Through a shared design methodology that includes democratised notions of beauty and cultural meaning, the projects test ideas on providence, aesthetic value, collective memory and worth within two contrasting sites.
Historic Type | Mosley Street
Named after an Alderman of the City in the late 1700’s, Mosley Street cuts perpendicular across the heart of Georgian Newcastle and was an area rich with cultural, performance, industrial, inventive, entrepreneurial and creative histories. Mosley Street was resident to a miniature painter, was the place of conducted experiments in electric lighting and was the first street in the world to be lit by electric bulbs and early performance venues; it was home to the cities enlightened bourgeoisie.
The projects propose a centre for enthusiasts, amateur or seasoned artists, crafts people and artisanal trades to volunteer, meet, work, share, learn, collaborate, interface and sell. Equally, the schemes are open to the public and offer opportunities to consume, purchase, consult and engage in the creative arts as pleasure.

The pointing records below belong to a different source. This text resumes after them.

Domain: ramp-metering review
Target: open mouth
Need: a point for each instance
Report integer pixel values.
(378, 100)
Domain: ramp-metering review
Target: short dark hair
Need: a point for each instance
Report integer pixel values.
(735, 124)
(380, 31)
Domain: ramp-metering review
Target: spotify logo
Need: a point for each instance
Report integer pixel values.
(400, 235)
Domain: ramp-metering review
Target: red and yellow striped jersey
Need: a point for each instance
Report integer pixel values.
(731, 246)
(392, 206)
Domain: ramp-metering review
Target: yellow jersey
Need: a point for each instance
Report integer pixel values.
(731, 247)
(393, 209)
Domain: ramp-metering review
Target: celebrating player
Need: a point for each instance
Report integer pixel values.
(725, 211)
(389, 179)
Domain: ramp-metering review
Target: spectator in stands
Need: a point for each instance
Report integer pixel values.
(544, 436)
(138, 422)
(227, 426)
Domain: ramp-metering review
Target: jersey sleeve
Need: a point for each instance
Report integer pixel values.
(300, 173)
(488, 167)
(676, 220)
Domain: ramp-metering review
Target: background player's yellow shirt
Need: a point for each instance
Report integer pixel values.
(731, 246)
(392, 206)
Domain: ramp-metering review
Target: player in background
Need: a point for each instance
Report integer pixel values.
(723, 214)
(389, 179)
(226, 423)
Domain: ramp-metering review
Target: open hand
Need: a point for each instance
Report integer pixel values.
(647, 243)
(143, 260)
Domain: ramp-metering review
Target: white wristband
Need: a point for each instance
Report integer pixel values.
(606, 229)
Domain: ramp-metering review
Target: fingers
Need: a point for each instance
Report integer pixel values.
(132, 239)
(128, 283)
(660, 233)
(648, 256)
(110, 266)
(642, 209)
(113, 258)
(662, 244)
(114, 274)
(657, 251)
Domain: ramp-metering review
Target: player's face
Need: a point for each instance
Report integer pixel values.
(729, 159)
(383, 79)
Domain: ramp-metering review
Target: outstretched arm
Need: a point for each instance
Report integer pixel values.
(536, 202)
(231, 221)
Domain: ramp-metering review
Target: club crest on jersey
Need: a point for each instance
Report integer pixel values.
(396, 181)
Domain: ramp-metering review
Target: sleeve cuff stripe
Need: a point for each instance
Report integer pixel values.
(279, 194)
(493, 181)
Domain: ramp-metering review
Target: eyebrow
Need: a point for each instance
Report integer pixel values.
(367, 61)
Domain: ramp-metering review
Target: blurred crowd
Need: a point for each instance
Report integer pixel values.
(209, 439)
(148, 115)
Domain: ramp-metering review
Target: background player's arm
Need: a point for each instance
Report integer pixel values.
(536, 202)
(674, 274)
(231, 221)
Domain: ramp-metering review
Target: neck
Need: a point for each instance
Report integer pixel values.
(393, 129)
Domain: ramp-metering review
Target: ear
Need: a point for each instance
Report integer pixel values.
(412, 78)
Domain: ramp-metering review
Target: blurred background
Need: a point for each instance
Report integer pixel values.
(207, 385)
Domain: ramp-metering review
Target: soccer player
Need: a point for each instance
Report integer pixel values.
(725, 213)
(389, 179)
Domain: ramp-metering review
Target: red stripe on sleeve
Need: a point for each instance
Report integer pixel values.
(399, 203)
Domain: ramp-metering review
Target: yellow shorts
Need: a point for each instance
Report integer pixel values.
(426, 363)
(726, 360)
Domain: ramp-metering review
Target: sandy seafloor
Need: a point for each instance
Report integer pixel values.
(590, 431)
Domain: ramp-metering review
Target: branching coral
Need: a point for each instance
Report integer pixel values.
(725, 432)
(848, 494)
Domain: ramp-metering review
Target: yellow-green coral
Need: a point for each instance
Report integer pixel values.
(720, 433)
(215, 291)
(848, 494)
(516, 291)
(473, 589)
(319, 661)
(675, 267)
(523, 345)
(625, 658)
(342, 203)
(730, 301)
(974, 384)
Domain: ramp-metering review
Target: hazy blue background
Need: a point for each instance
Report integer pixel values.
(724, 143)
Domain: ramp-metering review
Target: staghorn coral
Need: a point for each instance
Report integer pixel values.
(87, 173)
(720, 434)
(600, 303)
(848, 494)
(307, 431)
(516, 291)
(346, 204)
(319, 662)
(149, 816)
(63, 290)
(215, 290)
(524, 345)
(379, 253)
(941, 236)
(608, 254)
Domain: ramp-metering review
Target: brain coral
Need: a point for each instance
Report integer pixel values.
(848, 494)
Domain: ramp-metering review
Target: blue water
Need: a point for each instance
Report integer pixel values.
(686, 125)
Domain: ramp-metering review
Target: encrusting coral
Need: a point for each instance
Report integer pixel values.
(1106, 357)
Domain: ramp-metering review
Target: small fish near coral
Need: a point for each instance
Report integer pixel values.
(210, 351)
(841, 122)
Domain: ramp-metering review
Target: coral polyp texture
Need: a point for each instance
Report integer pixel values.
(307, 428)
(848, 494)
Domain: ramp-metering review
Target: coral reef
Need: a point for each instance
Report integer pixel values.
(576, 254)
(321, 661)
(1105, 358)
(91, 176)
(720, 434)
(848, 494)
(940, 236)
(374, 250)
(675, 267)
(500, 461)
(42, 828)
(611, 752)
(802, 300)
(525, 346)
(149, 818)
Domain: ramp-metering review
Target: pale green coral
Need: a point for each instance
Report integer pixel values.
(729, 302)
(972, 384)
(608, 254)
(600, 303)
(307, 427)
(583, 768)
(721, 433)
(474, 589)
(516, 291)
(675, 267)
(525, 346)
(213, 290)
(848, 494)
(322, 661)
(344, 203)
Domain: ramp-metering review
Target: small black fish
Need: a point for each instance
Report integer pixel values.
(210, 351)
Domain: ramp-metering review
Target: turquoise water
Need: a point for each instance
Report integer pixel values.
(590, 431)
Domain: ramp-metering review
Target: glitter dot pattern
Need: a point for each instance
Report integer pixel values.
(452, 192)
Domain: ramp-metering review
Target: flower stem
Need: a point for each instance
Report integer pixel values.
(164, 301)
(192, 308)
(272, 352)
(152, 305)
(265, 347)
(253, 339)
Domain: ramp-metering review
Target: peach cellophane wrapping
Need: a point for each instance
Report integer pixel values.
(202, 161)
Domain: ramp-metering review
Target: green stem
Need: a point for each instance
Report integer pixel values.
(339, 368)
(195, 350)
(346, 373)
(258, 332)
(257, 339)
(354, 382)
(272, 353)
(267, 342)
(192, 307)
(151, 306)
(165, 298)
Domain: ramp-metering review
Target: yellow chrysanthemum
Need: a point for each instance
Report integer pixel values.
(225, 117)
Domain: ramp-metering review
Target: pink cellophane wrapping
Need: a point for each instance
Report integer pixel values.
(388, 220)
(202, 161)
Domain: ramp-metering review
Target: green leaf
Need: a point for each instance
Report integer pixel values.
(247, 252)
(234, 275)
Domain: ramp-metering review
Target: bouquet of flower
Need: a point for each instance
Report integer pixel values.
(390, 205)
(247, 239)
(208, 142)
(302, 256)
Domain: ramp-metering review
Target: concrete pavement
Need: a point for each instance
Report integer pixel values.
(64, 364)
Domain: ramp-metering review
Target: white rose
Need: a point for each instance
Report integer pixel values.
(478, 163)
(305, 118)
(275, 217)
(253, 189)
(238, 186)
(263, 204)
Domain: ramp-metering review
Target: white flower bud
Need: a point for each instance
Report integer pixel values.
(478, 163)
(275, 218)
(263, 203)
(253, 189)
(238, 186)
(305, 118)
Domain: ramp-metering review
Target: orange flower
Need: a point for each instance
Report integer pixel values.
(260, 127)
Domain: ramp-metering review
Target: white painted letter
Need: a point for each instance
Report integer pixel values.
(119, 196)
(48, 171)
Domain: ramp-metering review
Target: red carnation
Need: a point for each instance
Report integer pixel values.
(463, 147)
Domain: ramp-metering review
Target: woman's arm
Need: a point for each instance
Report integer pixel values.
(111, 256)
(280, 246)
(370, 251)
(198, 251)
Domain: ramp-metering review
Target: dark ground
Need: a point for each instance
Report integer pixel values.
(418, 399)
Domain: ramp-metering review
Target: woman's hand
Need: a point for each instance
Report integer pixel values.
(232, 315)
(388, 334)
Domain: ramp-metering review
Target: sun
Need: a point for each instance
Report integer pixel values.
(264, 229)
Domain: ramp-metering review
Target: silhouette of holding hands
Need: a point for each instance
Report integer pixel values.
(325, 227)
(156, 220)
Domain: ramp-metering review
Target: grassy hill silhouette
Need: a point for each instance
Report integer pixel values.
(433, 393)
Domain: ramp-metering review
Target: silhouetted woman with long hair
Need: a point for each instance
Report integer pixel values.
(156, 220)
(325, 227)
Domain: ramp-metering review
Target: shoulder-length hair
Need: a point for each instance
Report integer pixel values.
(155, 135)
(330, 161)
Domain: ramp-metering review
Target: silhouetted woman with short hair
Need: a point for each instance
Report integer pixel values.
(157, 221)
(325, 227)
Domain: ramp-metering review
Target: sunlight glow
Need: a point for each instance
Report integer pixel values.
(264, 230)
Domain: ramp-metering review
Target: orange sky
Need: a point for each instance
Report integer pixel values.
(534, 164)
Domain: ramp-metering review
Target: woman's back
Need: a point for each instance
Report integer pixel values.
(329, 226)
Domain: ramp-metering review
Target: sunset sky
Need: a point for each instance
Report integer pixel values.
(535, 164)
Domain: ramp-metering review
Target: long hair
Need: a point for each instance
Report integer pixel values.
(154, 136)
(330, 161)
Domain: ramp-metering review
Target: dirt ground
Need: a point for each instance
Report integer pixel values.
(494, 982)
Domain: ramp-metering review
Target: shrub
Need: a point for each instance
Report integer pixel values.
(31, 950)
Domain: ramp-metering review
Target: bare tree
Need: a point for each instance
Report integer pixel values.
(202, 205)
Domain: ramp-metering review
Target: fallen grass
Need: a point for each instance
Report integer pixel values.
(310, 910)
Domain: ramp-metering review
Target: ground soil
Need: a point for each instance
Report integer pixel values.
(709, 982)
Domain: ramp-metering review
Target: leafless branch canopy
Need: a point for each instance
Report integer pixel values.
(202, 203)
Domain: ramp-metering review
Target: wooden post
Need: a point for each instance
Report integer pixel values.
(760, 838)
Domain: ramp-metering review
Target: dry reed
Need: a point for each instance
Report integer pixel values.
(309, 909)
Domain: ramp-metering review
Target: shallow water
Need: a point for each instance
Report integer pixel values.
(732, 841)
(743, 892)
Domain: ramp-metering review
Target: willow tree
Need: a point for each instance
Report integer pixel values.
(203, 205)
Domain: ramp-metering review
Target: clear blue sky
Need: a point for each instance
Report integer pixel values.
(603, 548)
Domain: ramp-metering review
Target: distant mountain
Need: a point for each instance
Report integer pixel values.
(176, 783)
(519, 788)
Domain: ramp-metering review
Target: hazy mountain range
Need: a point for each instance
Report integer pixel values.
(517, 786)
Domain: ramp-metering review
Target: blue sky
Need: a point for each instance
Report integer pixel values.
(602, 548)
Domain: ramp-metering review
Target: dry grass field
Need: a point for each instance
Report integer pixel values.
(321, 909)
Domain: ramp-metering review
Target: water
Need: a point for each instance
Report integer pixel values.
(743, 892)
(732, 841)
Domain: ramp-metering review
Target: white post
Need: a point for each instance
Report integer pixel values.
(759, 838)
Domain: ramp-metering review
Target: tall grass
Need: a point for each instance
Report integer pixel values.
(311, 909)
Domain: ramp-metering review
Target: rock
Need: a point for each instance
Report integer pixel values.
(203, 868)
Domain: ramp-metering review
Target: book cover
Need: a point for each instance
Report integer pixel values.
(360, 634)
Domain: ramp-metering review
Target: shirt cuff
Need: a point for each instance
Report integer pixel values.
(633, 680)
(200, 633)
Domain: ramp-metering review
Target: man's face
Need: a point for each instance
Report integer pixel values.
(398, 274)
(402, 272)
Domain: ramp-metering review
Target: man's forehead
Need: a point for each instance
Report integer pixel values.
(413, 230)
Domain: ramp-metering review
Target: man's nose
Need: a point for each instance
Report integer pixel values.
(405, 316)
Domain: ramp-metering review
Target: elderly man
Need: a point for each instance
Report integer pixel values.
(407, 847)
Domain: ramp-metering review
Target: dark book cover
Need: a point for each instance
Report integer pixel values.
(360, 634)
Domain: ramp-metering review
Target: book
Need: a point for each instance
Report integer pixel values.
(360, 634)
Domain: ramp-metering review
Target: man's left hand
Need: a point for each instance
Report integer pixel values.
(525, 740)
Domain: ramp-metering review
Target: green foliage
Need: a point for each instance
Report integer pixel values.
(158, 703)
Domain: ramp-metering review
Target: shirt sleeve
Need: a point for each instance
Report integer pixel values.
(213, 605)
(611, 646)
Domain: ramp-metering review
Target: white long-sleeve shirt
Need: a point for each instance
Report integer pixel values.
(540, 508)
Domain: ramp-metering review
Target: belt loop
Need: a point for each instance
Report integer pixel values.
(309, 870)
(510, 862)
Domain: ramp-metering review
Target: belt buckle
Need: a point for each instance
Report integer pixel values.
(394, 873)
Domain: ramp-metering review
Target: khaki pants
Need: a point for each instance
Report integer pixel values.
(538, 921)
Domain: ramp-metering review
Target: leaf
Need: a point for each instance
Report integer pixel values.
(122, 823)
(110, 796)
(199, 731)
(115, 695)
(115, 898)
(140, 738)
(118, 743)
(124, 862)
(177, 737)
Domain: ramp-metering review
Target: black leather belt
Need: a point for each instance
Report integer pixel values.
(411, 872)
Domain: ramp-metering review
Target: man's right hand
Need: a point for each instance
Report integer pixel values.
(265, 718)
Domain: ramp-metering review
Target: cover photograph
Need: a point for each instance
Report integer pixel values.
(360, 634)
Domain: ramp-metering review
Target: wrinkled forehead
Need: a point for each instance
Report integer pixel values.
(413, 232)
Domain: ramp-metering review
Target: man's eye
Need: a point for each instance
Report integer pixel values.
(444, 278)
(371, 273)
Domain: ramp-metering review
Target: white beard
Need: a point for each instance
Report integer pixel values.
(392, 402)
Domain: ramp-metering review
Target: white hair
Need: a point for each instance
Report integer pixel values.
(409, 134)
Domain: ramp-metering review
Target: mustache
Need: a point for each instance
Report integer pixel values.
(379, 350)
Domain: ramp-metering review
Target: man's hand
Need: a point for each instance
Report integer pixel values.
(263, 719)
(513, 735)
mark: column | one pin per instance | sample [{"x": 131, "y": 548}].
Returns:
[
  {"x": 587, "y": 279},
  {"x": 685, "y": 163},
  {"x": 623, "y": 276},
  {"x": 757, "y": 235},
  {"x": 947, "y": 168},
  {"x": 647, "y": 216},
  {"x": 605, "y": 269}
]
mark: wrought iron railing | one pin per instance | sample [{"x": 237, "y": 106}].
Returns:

Post-War Type | Pilgrim Street
Pilgrim Street (Vicus Peregronium before 1230) is part of the medieval pilgrimage route between Durham and Lindisfarne. The course of the medieval defensive Town Wall runs perpendicular to the street which runs from the Tyne Bridge to the civic capital of the city. Post war urban regeneration brought a precast and concrete frame commercial district to Pilgrim Street, dissecting former medieval lines with monumental, 6 story office blocks with active fronts for retail. Located here, the Newcastle YMCA have challenged students to design a provision to continue their important social work with an added enterprising task to re-define the charity shop for young people. These spaces provide start-up facilities, studios and workshops for entrepreneurs to design, meet, work, share and learn. They facilitate skills acquisition for the young people the YMCA help, who will produce and sell through supported learning and skills training.